Cependant, de grands industriels de l’informatique et les offices de brevets n’étaient pas satisfaits de cet équilibre : les premiers, parce que le droit d’auteur, en protégeant chaque logiciel créé, ne permettait pas, à leur grand dam, d’établir de monopole de droit sur tout un secteur d’activité ; les deuxièmes, parce que l’ensemble des revenus de l’industrie logicielle échappait à leur commerce (la principale source de revenus des offices de brevets étant les frais de dépôt et de renouvellement sur les brevets qu’ils délivrent).
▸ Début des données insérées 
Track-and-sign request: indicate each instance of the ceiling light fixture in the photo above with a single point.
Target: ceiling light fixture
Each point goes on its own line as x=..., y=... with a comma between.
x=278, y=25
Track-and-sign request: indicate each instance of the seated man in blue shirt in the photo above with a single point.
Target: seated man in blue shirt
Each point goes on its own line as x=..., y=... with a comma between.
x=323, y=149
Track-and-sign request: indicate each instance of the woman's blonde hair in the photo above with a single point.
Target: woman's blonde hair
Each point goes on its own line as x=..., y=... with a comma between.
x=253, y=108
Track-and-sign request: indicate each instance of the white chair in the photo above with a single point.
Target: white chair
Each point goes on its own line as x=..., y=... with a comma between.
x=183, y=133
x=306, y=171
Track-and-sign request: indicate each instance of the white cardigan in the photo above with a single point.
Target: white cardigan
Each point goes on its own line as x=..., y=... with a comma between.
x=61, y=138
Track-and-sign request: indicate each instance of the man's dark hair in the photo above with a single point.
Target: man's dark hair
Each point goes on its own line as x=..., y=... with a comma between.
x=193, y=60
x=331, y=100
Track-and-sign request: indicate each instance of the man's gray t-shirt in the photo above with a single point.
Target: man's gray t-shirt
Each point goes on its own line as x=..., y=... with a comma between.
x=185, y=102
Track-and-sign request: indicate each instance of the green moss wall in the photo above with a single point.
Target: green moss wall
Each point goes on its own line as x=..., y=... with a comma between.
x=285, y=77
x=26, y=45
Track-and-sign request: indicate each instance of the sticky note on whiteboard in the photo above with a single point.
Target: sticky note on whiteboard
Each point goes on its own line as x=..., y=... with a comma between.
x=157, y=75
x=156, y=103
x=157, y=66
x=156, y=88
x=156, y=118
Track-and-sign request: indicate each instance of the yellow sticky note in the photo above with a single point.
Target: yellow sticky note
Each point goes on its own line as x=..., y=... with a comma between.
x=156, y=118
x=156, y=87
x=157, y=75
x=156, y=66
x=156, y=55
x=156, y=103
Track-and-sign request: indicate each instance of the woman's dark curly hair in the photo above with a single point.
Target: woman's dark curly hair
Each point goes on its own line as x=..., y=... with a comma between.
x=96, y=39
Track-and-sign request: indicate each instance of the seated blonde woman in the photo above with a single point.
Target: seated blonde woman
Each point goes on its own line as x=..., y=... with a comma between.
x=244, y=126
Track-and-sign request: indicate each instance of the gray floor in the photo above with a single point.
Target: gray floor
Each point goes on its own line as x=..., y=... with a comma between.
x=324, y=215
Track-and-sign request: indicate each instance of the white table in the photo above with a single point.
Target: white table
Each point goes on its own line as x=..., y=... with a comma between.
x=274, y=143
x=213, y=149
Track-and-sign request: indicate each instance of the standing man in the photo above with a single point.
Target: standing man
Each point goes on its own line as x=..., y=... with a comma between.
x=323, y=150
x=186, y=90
C’est ainsi que, depuis le milieu des années 1980, par des décisions issues de leurs propres « chambres d’appel » pourtant juges et parties, les grands offices de brevets mondiaux (notamment, l’US Patent and Trademark Office, USPTO, et l’Office européen des brevets, OEB) s’étaient engagés, de leur propre chef, dans un processus d’extension de la brevetabilité au domaine de l’immatériel. Ils forgèrent pour cela le terme d’« invention mise en œuvre par ordinateur » (or ce que met en œuvre un ordinateur, c’est bien un logiciel), et prétendirent que, pour qu’une innovation soit brevetable, il suffisait d’une contribution nouvelle (telle qu’un nouveau logiciel) utilisant des « moyens techniques » (tels qu’un ordinateur non innovant). Cette construction intellectuelle déviante était cependant illégale. Pour légaliser a posteriori ces pratiques, alors qu’une révision de la CBE en leur sens avait échoué de justesse en 2000, restait l’option d’une législation européenne ad hoc. La Commission européenne, sensible à la voix des lobbies, se mit donc à la tâche, produisant en 2000 une étude sur « l’impact économique de la brevetabilité des programmes d’ordinateurs », préalable à un projet de directive dont la première version fut publiée en 2002.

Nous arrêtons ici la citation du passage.